Concert review: Granddaddy

Grandaddy treated the fans with three encores, including an enthusiastic rendition of “Stray Dog and the Chocolate Shake.”

AMERICAN INDIE rock band Grandaddy dazzle fans at Tel Aviv’s Barby Club.  (photo credit: LIRON SHNAIDER)
AMERICAN INDIE rock band Grandaddy dazzle fans at Tel Aviv’s Barby Club.
(photo credit: LIRON SHNAIDER)
GRANDADDY
Barby Club, Tel Aviv
March 21
At a quick glance, the members of Grandaddy look like a bunch of average, working-class Joes. From lead singer/guitarist/keyboardist Jason Lytle and drummer Aaron Burtch’s baseball caps to all five musicians’ nondescript garb and nonchalant presence, they could easily be mistaken for neighbors down the street. But the indie band hailing from Modesto, California, an average-Joe city in the state’s fertile Central Valley, is anything but simple.
Playing last night in the second of back-to-back sold-out shows at Tel Aviv’s Barby Club, Grandaddy showed its avid, middle-aged fan base that while simple and sophisticated may make strange bedfellows, they also can make great music.
Founded in 1992, Grandaddy’s spacey, neo-psychedelic rock is distinguished by a mix of analog synthesizer and fuzzy guitar, bass and drums on the one hand, and Lytle’s simple, sweet and innocent voice on the other. Hailed in the early 2000s as “the next Radiohead,” Grandaddy has been compared to The Flaming Lips, Elliott Smith and even ELO, while Lytle’s vocals and vibe bring up shades of Neil Young, Eels’ Mark Oliver Everett, and REM’s Michael Stipe.

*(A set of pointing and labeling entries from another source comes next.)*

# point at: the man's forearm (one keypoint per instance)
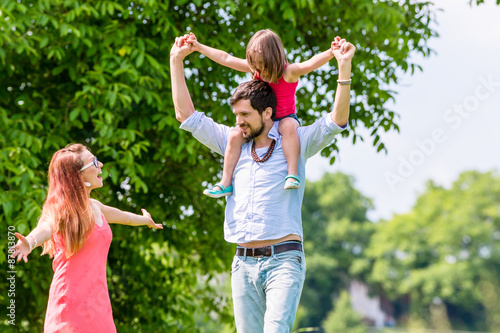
(340, 112)
(180, 94)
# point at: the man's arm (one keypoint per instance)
(294, 71)
(344, 52)
(219, 56)
(180, 94)
(315, 137)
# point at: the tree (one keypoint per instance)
(336, 232)
(344, 318)
(97, 73)
(445, 251)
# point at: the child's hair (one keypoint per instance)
(260, 94)
(265, 53)
(67, 205)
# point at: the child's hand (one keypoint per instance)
(342, 50)
(335, 45)
(191, 39)
(151, 223)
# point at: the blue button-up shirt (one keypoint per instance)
(260, 208)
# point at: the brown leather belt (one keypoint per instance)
(267, 251)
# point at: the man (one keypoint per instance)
(268, 269)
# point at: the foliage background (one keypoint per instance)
(96, 72)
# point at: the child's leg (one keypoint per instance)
(291, 146)
(231, 158)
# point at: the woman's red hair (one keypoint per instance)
(67, 206)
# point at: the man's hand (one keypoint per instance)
(342, 50)
(181, 49)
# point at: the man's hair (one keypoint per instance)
(259, 93)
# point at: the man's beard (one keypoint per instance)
(254, 132)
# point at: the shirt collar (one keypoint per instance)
(273, 132)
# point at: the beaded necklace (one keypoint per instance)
(266, 156)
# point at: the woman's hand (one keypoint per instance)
(22, 249)
(151, 223)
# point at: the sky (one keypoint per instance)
(449, 116)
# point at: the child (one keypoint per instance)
(266, 60)
(74, 230)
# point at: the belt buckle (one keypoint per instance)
(256, 256)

The juxtaposition of simple and sophisticated was apparent from the get-go of last night’s show. Opening with “Hewlett’s Daughter” from the band’s most successful album, The Sophtware Slump, Lytle’s soft vocals were intertwined with the synthesized sounds of keyboardist Tim Dryden and the straightforward and solid guitar and bass guitar of Jim Fairchild and Kevin Garcia.
With the jam-packed crowd singing along with the band throughout much of the night, the band served up a selection of classic tracks in the first half, including “El Caminos in the West,” “The Crystal Lake,” and “A.M. 180,” Grandaddy’s first hit from its 1997 debut studio album, Under the Western Freeway. The group, which broke up between 2006 and 2012, also played a few songs from its most recent album, Last Place. Renditions of “Way We Won’t,” “Evermore,” and “I Don’t Wanna Live Here Anymore,” showed that despite its hiatus from stage and studio, the band hasn’t missed a beat.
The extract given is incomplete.